Implementation:InternLM Lmdeploy AttentionMainloopSm80
| Knowledge Sources | |
|---|---|
| Domains | GPU_Kernels, Attention |
| Last Updated | 2026-02-07 15:00 GMT |
Overview
Ampere (SM80) mainloop for attention using cp.async-based multi-stage pipelining, with specialized 2-stage variants that interleave K and V prefetching with QK and PV computation.
Description
Mainloop<Sm80_CpAsync<Stages>, Impl_> implements the attention mainloop for SM80+ GPUs using hardware-accelerated asynchronous global-to-shared-memory copies (cp.async) with pipeline commit/wait primitives. The generic N-stage variant pre-fills N-2 pipeline stages then enters a steady-state loop alternating between QK and PV computation phases, with interleaved prefetching of the next KV tile. Two specialized 2-stage variants are provided: one for HeadDim=192 (which uses a simpler alternating K/V pattern) and a default that overlaps the next K prefetch with the current PV computation for better latency hiding. The Prefetch helper batches iterator prefetch calls across kBatchK/kBatchV S-iterations and manages pipeline commits and block iterator advancement. Causal masking follows the same three-phase pattern as the SM70 mainloop.
Usage
Selected by AttentionConfig and DecodingConfig for SM80 (Ampere) and SM90 (Hopper) architectures. The Stages parameter is typically 2 for prefill (linear cache), 3 for prefill (block cache), or 5 for quantized decoding.
Code Reference
Source Location
- Repository: InternLM_Lmdeploy
- File: src/turbomind/kernels/attention/mainloop_sm80.h
- Lines: 1-463
Signature
namespace turbomind::attention {
template<int Stages>
struct Sm80_CpAsync {};
template<int Stages, class Impl_>
struct Mainloop<Sm80_CpAsync<Stages>, Impl_> {
using Impl = Impl_;
using T = typename Impl::T;
using Tkv = typename Impl::Tkv;
static constexpr int CTA_S = Impl::CTA_S;
using GmemIterK = ...; // conditional on quantization
using GmemIterV = ...;
using SharedStorage = typename Impl::SharedStorage;
__device__ void SetCpInfo(int cp_size, int cp_rank);
// Generic N-stage run
template<int head_dim, class CacheIter, class StoreS, int Stages_>
__device__ void Run(Sm80_CpAsync<Stages_>, std::integral_constant<int, head_dim>,
FragQ&, CacheIter&, FragO&, FragM&, FragL&,
int offset_Q, int offset_K, int max_step,
int tile_iter, int mask_iter_back, int mask_iter_front,
int window_size, float qk_scale,
SharedStorage&, const StoreS&);
// Specialized 2-stage run (interleaved K/V prefetch)

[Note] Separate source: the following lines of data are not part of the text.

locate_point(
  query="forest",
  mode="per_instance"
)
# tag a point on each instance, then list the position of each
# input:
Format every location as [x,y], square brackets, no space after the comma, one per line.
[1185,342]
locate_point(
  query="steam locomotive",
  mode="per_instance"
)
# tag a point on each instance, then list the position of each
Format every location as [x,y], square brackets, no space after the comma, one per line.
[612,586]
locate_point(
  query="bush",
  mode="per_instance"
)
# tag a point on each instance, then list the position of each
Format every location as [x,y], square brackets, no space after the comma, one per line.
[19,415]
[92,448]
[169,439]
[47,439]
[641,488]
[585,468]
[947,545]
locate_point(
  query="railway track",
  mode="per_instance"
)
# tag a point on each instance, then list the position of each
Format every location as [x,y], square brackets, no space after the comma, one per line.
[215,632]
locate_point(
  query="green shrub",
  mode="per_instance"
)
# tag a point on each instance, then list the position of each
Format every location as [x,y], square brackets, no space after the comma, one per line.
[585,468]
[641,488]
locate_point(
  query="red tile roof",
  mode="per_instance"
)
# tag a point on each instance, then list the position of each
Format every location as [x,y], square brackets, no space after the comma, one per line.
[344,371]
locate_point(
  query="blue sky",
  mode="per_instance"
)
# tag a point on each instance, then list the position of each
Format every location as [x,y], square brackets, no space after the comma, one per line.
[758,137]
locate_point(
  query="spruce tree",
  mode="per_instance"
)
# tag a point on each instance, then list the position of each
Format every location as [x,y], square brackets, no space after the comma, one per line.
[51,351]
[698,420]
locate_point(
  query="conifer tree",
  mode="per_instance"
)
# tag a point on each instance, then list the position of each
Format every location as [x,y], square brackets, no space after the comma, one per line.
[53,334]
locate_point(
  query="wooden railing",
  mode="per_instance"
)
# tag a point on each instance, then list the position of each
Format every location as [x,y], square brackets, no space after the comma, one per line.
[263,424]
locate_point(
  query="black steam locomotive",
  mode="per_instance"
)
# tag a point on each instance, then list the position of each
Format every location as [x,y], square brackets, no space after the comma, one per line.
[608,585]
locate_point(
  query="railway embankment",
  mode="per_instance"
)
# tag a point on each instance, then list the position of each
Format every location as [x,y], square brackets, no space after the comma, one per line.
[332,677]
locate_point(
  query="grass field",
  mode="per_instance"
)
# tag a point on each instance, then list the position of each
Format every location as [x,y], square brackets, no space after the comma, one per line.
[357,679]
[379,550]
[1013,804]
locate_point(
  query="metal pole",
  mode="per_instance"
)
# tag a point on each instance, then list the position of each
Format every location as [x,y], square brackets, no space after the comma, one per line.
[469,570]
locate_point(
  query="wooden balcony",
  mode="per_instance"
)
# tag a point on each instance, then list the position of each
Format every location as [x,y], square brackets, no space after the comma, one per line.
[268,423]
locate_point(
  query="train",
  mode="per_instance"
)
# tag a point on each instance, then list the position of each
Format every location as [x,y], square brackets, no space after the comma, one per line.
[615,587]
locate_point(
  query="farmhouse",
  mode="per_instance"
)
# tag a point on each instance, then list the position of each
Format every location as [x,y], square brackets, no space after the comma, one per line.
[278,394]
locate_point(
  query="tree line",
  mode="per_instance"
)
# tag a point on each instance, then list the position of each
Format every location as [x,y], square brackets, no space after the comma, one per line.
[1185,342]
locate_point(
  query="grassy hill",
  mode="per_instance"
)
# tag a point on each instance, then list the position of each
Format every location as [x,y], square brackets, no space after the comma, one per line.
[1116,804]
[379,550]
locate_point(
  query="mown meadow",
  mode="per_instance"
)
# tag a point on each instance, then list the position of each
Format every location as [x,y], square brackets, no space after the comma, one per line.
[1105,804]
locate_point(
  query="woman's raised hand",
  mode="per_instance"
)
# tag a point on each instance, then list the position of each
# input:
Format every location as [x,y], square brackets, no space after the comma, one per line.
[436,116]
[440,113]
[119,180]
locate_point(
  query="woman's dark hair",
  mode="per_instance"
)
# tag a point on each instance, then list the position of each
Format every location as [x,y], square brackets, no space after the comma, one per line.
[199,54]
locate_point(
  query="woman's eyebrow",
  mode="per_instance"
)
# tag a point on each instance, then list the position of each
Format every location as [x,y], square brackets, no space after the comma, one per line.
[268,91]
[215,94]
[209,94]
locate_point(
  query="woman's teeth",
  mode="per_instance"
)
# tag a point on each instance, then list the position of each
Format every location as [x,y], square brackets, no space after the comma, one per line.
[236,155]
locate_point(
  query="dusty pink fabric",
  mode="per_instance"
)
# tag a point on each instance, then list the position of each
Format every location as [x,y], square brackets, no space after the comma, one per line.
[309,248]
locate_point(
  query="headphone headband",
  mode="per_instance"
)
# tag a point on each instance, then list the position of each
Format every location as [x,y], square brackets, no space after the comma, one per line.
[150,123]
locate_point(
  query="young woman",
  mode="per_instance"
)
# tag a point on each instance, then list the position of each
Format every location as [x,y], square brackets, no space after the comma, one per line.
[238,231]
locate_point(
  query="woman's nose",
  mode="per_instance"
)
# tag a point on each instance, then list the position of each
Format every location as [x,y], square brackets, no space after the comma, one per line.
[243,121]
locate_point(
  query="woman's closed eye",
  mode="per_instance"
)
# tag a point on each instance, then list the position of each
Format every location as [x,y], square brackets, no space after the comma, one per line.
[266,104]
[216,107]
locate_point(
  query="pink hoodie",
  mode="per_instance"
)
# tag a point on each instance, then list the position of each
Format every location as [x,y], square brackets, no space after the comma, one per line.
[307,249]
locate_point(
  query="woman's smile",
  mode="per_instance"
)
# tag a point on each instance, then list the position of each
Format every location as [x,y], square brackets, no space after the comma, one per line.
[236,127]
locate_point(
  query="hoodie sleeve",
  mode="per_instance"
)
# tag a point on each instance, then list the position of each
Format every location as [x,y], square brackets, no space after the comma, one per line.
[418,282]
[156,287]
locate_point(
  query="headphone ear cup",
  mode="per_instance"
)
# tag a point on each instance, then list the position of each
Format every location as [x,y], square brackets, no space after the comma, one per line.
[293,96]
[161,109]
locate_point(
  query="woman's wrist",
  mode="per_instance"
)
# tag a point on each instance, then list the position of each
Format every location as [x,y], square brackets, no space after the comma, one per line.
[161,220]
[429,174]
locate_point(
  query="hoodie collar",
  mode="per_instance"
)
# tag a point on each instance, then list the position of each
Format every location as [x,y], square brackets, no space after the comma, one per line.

template<int head_dim, class CacheIter, class StoreS>
__device__ void Run(Sm80_CpAsync<2>, std::integral_constant<int, head_dim>, ...);
// Specialized 2-stage run for HeadDim=192
template<class CacheIter, class StoreS>
__device__ void Run(Sm80_CpAsync<2>, std::integral_constant<int, 192>, ...);
__device__ void Wait();
__device__ void ApplyCasualMask(FragS&, int offset_Q, int offset_K, int window_size);
};
} // namespace turbomind::attention
Import
#include "src/turbomind/kernels/attention/mainloop_sm80.h"
I/O Contract
Inputs
| Name | Type | Required | Description |
|---|---|---|---|
| Stages | int | Yes | Number of pipeline stages (2, 3, or 5) |
| frag_Q | FragQ | Yes | Query fragment in registers |
| cache_iter | CacheIter | Yes | KV cache tile iterator (block or linear) |
| offset_Q | int | Yes | Query offset for causal masking |
| offset_K | int | Yes | Starting K offset |
| max_step | int | Yes | Total valid K steps for boundary predication |
| tile_iter | int | Yes | Number of tiles to process |
| qk_scale | float | Yes | log2(e) / sqrt(d) softmax scale |
Outputs
| Name | Type | Description |
|---|---|---|
| frag_O | FragO | Accumulated output fragment |
| frag_M | FragM | Running per-row maximum |
| frag_L | FragL | Running per-row sum |
Usage Examples
// 3-stage Ampere mainloop for block cache prefill
using MyMainloop = Mainloop<Sm80_CpAsync<3>,
Impl<MMA_16816, half, half, 1, 64, 64, 1, 16, 64, 128, 3>>;
// 5-stage mainloop for INT8 quantized decoding
using DecodingMainloop = Mainloop<Sm80_CpAsync<5>,
Impl<MMA_81616, half, uint8_t, 8, 1, 64, 8, 1, 16, 128, 5>>;